From a narrative standpoint, Augustine saps some of the drama from his conversion narrative by inserting a long digression about the Manichees immediately prior the "take and read" event. Augustine is in the garden, in a state of intense physical and mental agitation, and then the garden seems to disappear as Augustine launches into an analysis of his divided will, taking the opportunity to point out errors of Manichee doctrine along the way. However, his discussion is relevant because it concerns the relationship between sin and the human will, introduced in Book 7. When Augustine reminds readers several paragraphs later that he is still in the garden, the transition is jarring.
Augustine also inserts into this section the appearance of Lady Continence. Some critics have insisted that Augustine is reporting an actual vision of the beautiful lady who beckons to him, but Augustine is simply using the literary device of personification. He amusingly represents his sins as annoying pests that hold him back and whisper doubts into his ears, while serene Continence and her followers encourage him onward to his new life.

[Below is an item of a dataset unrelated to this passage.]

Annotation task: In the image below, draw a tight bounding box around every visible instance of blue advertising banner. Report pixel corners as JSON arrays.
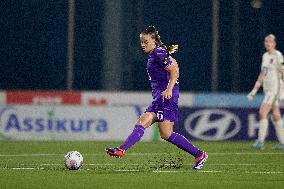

With all of these symbolic, literary, and biblical connections, many modern readers have asked: Is Augustine's account of his conversion literally true? In some ways, this is not an entirely relevant question. Augustine presents the event through the lens of memory, accumulated experience, and literary art. If his account is stylized or laden with symbolic associations, it does not necessarily make it less true in a spiritual sense. Autobiography always presents the author's life events in hindsight, in the way that the author has come to understand them and wants the reader to interpret them. Under such circumstances, literal truth is no longer at issue.